Еще несколько раз, впрочем, пользовались им самим. Слухи о том, будто бы выпытывают там из священников тайну исповеди, были, конечно, только слухами; не такие они были идиоты, чтобы интересоваться исповедями богомольных старушек. Но в одном из кабинетов Зольского райотдела НКВД несколько раз приходилось ему подписывать показания, составленные не им. Показания придумывались за него схожие и совершенно дикие – будто бы кто-то, придя к нему в церковь, стараясь сыграть на предполагаемой в нем ненависти к Советской власти, пытался вовлечь его в какую-нибудь террористическую группировку, чуть ли не приходил к нему в храм уже с тротилом в руках. Он подписывал их всякий раз, лишь убедившись, что подследственным является коммунист-аппаратчик. Змея в последние годы принялась пожирать потихоньку сама себя. Что ж, почему бы ему было не помочь ей в этом? Никаких абсолютно угрызений совести он не испытывал из-за этих подписей. Дважды поначалу – в случаях, когда показания его должны были касаться обычных людей – он наотрез отказался подписать их. Молодой лейтенант, курировавший его, злился сперва, угрожал, но потом, кажется, смекнул, в чем дело, и, кажется, самого его, по размышлении, устроило такое положение вещей – в дальнейшем ни разу уже не пригласил он его понапрасну.
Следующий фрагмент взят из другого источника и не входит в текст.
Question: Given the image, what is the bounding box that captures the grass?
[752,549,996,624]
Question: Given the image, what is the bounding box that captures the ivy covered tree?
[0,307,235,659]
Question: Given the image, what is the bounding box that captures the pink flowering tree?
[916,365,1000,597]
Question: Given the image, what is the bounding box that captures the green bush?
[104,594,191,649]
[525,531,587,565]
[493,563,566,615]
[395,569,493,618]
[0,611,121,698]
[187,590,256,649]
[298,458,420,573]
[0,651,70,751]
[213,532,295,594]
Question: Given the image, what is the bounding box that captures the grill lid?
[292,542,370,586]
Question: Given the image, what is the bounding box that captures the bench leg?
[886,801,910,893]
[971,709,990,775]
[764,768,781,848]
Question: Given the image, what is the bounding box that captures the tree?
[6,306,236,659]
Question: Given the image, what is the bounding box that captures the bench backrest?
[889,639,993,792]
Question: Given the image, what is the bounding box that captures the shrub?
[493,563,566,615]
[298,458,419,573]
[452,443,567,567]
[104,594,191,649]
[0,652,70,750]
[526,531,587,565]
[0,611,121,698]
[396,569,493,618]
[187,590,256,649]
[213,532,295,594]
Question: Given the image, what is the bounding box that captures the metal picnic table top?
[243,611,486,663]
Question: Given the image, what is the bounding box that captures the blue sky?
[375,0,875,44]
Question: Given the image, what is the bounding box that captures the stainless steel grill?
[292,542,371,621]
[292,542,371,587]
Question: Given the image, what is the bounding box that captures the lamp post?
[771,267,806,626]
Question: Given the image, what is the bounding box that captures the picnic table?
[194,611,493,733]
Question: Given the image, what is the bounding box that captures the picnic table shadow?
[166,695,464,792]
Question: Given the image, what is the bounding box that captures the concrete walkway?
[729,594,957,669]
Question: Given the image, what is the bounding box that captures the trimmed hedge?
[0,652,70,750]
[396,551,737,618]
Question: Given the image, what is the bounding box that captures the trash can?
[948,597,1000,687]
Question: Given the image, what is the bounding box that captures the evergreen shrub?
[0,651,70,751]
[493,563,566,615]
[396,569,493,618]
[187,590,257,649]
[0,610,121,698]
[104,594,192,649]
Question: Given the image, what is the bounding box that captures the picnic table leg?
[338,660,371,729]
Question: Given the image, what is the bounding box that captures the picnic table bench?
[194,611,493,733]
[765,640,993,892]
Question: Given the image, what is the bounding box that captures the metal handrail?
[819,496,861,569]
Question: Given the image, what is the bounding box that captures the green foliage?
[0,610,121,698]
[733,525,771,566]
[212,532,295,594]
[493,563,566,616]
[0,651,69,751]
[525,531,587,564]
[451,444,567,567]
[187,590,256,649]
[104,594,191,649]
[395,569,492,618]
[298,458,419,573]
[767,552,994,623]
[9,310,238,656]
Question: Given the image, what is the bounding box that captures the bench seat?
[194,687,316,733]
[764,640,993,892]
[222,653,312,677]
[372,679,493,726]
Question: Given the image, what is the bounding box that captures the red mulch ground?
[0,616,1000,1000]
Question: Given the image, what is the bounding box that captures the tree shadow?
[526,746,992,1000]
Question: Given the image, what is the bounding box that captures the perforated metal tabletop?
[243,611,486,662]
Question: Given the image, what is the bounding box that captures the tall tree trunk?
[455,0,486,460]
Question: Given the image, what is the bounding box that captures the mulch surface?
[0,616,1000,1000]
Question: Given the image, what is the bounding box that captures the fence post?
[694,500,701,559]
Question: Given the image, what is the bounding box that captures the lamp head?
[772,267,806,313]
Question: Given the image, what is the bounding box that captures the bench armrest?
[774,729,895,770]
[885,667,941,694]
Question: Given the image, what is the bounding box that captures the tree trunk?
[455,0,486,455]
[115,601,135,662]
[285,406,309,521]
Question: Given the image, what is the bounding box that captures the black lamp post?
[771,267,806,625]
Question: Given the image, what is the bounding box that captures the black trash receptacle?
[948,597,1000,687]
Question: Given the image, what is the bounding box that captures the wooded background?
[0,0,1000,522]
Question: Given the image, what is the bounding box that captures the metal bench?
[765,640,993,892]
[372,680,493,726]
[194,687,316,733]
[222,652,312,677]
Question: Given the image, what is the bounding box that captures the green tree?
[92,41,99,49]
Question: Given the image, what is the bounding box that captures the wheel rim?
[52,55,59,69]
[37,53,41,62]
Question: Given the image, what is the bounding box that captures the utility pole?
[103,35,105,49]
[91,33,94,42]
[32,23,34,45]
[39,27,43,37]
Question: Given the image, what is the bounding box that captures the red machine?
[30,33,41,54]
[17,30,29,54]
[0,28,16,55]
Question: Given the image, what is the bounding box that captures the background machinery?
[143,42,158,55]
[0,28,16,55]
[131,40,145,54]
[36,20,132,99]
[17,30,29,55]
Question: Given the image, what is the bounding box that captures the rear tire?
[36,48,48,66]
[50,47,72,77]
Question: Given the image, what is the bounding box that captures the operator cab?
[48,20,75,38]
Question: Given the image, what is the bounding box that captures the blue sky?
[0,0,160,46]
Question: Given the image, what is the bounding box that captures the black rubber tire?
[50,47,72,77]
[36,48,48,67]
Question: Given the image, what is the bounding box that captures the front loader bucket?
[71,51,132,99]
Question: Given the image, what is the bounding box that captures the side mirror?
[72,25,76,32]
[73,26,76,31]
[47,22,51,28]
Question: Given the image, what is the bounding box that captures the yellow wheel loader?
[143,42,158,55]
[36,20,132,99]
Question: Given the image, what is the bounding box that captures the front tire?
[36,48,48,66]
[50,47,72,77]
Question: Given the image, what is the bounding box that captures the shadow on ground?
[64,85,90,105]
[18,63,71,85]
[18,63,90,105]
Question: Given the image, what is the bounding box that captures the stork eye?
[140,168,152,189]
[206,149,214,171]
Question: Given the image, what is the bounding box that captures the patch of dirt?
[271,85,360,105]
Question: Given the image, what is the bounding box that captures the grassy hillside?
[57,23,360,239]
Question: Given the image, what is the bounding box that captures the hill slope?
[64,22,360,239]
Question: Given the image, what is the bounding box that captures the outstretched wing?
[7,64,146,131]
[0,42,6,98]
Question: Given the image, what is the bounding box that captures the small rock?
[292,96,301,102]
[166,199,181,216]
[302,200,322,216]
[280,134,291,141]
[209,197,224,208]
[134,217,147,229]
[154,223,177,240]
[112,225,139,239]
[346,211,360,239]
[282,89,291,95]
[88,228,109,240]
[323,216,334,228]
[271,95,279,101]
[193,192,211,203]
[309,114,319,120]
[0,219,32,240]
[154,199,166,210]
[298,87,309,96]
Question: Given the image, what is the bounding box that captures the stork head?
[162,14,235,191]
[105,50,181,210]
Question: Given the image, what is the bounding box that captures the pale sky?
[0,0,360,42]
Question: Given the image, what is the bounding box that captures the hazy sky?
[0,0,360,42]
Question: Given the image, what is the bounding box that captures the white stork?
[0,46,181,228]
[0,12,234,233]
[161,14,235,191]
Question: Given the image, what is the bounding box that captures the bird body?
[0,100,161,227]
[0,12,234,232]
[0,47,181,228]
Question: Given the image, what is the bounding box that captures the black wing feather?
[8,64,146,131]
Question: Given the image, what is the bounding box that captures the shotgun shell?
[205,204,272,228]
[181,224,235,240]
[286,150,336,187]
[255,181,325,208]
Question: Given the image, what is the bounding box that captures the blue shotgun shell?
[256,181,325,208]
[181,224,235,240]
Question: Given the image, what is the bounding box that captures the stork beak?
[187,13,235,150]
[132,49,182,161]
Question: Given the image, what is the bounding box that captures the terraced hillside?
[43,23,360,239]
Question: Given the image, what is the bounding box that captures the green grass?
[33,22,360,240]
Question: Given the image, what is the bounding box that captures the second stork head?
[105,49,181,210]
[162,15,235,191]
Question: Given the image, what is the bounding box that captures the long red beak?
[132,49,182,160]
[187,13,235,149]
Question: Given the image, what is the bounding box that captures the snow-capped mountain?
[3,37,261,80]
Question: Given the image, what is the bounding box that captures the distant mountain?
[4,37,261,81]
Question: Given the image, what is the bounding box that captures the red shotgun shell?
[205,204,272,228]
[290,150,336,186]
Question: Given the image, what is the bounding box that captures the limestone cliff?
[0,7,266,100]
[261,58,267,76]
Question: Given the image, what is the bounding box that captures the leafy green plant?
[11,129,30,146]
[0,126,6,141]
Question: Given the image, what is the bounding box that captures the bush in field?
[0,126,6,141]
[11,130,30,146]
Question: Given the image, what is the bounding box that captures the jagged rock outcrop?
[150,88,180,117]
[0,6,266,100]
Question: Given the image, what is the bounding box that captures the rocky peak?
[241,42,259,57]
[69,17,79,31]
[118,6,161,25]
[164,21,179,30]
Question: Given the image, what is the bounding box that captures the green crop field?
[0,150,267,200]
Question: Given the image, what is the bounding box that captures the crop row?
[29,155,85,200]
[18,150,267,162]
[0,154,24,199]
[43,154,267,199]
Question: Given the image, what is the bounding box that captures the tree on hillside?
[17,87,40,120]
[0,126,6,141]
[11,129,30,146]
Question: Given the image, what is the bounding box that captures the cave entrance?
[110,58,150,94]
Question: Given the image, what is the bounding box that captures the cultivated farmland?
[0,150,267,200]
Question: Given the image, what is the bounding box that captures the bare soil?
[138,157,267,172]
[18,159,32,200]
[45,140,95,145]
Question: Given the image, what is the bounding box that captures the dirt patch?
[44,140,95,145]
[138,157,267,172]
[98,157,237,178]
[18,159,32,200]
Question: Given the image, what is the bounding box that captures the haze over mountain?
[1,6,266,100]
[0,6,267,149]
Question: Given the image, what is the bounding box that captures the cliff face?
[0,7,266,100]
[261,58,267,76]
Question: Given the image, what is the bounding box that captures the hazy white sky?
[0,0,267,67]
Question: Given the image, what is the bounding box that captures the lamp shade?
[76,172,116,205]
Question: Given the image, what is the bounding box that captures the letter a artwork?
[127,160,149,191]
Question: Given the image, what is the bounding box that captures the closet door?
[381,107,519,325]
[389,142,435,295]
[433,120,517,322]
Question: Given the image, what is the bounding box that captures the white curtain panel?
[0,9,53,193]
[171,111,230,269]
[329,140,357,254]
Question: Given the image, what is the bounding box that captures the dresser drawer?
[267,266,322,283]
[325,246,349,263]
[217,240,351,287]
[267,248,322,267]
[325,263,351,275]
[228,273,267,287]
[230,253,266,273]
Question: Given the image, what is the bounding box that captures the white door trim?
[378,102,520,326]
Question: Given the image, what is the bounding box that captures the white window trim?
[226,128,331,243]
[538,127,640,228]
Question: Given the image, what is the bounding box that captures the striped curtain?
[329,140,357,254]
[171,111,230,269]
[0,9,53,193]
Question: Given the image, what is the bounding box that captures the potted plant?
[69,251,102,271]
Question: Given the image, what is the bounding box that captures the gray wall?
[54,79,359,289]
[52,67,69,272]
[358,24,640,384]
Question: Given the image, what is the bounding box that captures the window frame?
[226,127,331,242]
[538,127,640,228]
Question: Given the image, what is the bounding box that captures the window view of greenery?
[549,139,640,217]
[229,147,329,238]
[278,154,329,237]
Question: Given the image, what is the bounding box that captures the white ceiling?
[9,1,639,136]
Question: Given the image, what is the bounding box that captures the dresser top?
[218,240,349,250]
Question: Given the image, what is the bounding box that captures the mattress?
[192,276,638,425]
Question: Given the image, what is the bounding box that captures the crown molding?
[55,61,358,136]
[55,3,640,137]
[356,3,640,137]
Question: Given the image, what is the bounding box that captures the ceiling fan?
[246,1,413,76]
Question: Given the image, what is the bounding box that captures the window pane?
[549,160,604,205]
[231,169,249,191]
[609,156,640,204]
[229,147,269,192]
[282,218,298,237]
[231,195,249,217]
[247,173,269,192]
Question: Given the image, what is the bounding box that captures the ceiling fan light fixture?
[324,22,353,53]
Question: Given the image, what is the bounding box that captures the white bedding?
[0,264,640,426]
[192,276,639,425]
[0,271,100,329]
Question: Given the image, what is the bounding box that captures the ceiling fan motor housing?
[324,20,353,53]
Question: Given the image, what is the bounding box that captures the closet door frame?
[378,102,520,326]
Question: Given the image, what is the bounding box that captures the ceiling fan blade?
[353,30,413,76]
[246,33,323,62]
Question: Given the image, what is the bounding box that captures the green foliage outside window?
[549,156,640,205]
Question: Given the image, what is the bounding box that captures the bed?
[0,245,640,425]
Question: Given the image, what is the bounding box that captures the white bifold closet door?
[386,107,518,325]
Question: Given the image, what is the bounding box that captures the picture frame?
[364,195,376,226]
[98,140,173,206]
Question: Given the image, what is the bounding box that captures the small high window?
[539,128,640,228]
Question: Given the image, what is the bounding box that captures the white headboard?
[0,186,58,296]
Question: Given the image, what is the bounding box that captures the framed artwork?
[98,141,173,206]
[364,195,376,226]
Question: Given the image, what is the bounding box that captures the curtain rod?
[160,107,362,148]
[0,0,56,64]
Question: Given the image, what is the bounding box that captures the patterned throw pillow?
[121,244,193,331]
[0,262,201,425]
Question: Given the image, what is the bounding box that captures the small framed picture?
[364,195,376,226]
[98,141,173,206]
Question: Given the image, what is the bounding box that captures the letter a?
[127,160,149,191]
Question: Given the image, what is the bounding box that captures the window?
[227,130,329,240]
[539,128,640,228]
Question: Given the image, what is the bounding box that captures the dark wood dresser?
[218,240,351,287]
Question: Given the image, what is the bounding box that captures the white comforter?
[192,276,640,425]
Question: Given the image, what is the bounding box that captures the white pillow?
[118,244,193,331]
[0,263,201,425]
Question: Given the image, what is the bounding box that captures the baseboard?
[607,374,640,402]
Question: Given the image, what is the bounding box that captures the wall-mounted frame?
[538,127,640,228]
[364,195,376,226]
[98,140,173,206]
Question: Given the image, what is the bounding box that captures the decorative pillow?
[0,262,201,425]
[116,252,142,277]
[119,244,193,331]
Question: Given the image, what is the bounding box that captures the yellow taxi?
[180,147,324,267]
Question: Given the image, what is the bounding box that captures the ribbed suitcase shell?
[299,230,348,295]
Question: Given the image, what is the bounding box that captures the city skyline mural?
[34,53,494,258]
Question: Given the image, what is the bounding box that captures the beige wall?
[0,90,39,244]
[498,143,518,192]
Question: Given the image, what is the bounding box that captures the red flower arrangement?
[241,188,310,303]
И вот теперь, в эту пятницу, вторично решился отец Иннокентий проявить инициативу. Он размышлял об этом письме день, ночь и еще один день. Он вспоминал все, что напрямую и стороной было известно ему о лжеепископе, он старался предвидеть последствия его новой деятельности, допрашивал свою совесть, молился.
Он должен был это сделать. Последствия очередной организованной атаки на Православие, от кого бы она ни исходила, неизбежно добили бы Церковь. И всей своей жизнью Евдоким заслужил возмездие не меньше любого из бесов.
В пятницу вечером, попросив у председателя ключ от сельсовета, чтобы по телефону переговорить с Зольском, он понимал, что действует наверняка. Он не сомневался, что, даже если в самом деле есть у Евдокима какие-нибудь покровители в Москве, НКВД они не указ. Когда сообщит он о том, что в Зольске намерен появиться некто, агитирующий за создание новой религиозной организации, райотдел НКВД арестует его незамедлительно. И трудно представить даже, кто должны быть те неведомые покровители лжеепископа, чтобы заступиться за него, уже арестованного.
Накручивая телефонный диск, он просидел в сельсовете три с половиной часа – до полуночи. Зная распорядок работы райотдела, он не сомневался, что абонент его на месте. Барахлила линия. Он рассчитывал договориться о личной встрече с Баевым на понедельник, но тому оказалось довольно и звонка – они договорились, что к девяти вечера во вторник за Евдокимом приедут. Не изменились бы только у того планы. Но раз уж написал он ему так конкретно о времени своего прибытия, должно быть, имелось у него твердое расписание агитационных поездок. Судя по всему, предполагал он уложиться с визитом между двумя поездами – приходящим из Москвы и последним уходящим в Москву от Зольского вокзала.
"Основания", как выразился тогда Баев, отец Иннокентий продуманно и беспощадно изложил на бумаге еще в субботу. Так что вопрос теперь был только в пунктуальности Евдокима.
Часов около шести, когда солнце в его окне спустилось к куполу храма, измаявшись ждать без дела, он вышел на огород и принялся вскапывать грядку – не решив еще, что посадит на ней.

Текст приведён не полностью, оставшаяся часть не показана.